Add workforce woes to cybersecurity chief's agenda

Add workforce woes to cybersecurity chief's agenda
Add workforce woes to cybersecurity chief's agenda 

By Max Stier
Dec 24, 2009

President Obama has finally named the first-ever White House 
cybersecurity individual who now must focus government 
efforts to better protect vulnerable computer networks from attack by 
foreign nations, criminal intruders, hackers and terrorist 

The new cybersecurity coordinator, Howard A. Schmidt, promises to 
develop "a new cyber strategy that keeps America secure and prosperous". 
To accomplish this goal, Schmidt will have to use the clout of the White 
House to bring order to a governmentwide technology enterprise where no 
single individual or federal agency has had the authority to set a clear 
direction, settle turf battles or ensure accountability in an area that 
is critical to America's national and economic security.

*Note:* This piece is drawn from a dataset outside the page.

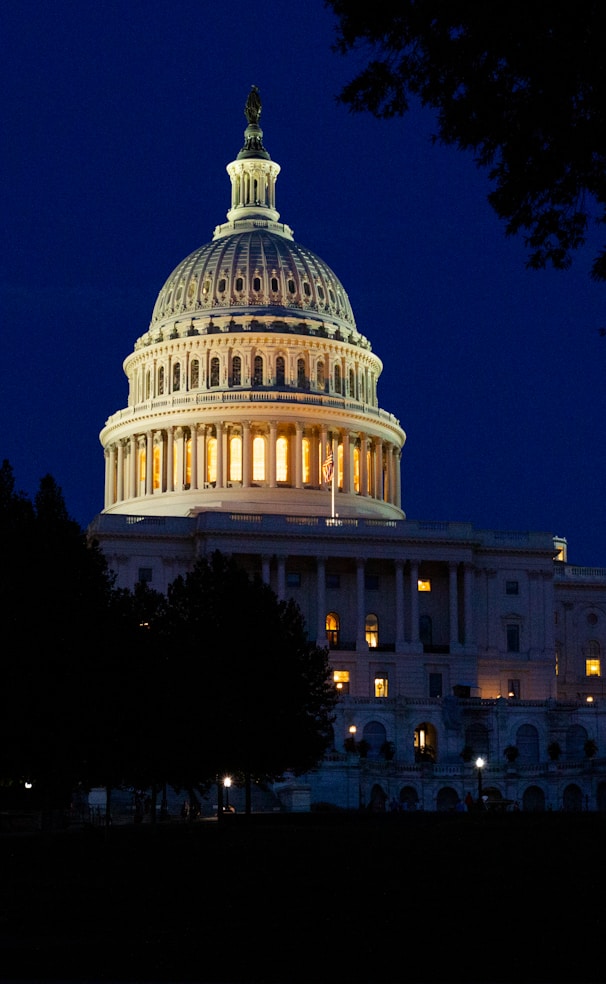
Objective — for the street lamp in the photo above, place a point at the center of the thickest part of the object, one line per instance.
(226, 785)
(480, 763)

As he embarks on this difficult path, Schmidt would be wise to promptly 
confront a crucial but often overlooked aspect of protecting the federal 
digital networks - the serious shortage of highly skilled cybersecurity 
professionals in government. Without building a sophisticated federal 
cybersecurity workforce, we will never adequately secure the 
government's computer networks and the military, intelligence and 
confidential data that they hold.

The need for such talent is increasing every day. The Government 
Accountability Office (GAO) reported in November that "pervasive and 
sustained cyberattacks continue to pose a potentially devastating threat 
to the systems and operations of the federal government". While security 
incidents grew by more than 200 percent from fiscal year 2006 to fiscal 
year 2008, the report concluded that the country is not optimally 
prepared to protect itself from such attacks.